Der nette Inder neben uns, der das Ritual erklärte, wollte natürlich seine Seidenprodukte an den Mann/die Frau bringen und zeigte uns einige Kinder bei der Arbeit und versicherte uns selbstverständlich, dass seine Produkte nicht von Kindern gemacht werden. Wir genossen den guten Chai (Milchtee mit Gewürzen, den man in Indien an jeder Ecke bekommt) und nahmen einen Schaal mit.

3 - Marianne and Sahri

Auf dem Weg zurück gerieten wir in die allabendlichen Zeremonien und genossen das Spektakel und das wohlverdiente Bier beim Dinner.

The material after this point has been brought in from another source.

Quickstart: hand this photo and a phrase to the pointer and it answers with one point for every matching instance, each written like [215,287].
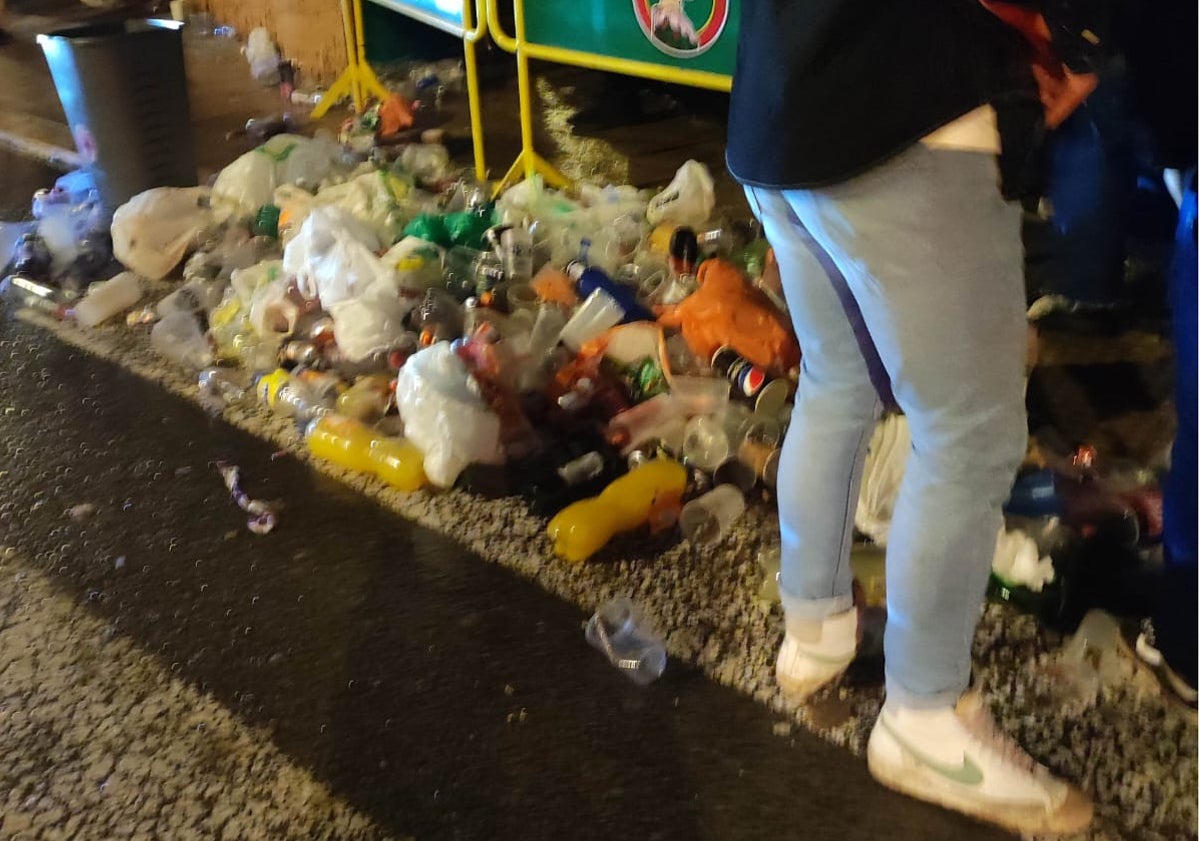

Nach 6 Stunden schlaf ging es am Mittwoch Morgen um 05:00 Uhr weiter. Nach dem Sonnenaufgang auf dem Wasser mit anschließend stressfreiem Altstadtspaziergang und Käsefrühstück, dem Ersten seit einer ganzen langen Weile, …

… ging es Richtung Universität. Riesieger aber langweiliger Campus. Also auf zum Fort, welches wir aufgrund des 1000% Preisaufschlag für Ausländer nicht vollständig besichtigten. Da soll sich bei uns mal noch einer über das ungenügenden Antidiskrimminierungsgesetz der EU aufregen! Mit der Rikscha gings weiter, über die Pontonbrücke, die uns über den Ganges führte, …

… und mit dem Boot bei Nachmittagssonne wieder zurück in die Altstadt von Varanassi. Da musste das Fischerboot erstmal entwässert werden. “Der wohl am stärksten verschmutztem Fluss der Erde” und “vom Fluss lebende Fischer” sind trotzt “die Asche wird nach der vollständigen Verbrennung im Ganges verstreut” keine sich ausschließenden Wahrheiten.

Ein entspannter Gang zurück zum Hotel und froh, das die Temperatur langsam unter 40 Grad sank, ließen wir den Tag mit einem guten Dinner ausklingen. Am Abend mussten wir auch schon wieder los zum Zug. 38 Minuten mit der Rikscha durch die staubige Prärie Varanassies und um 23:12 ging es pünktlich im klimatisiertem Schlafwagen nach Agra, Uttar Pradesh.

Agra ist ein riesieger Slum, an dessen Rande sich das Taj Mahal und das größte Fort Indiens befinden. Also war der Plan: 12 Stunden Touritour und dann nichts wie weg ins ruhige und farbenfrohe Rahjastan. Der Plan war schonmal hinfällig, da der Zug am Donnerstag Morgen nicht 07:30 Uhr, sondern erst drei Stunden später sein Ziel erreichte. Wir verstauten unsere Sachen in einem Restaurant, wo wir abends auch duschen gehen konnten. Anschließend ging es bei brüllender Hitze zum Taj Mahal. Beeindruckend!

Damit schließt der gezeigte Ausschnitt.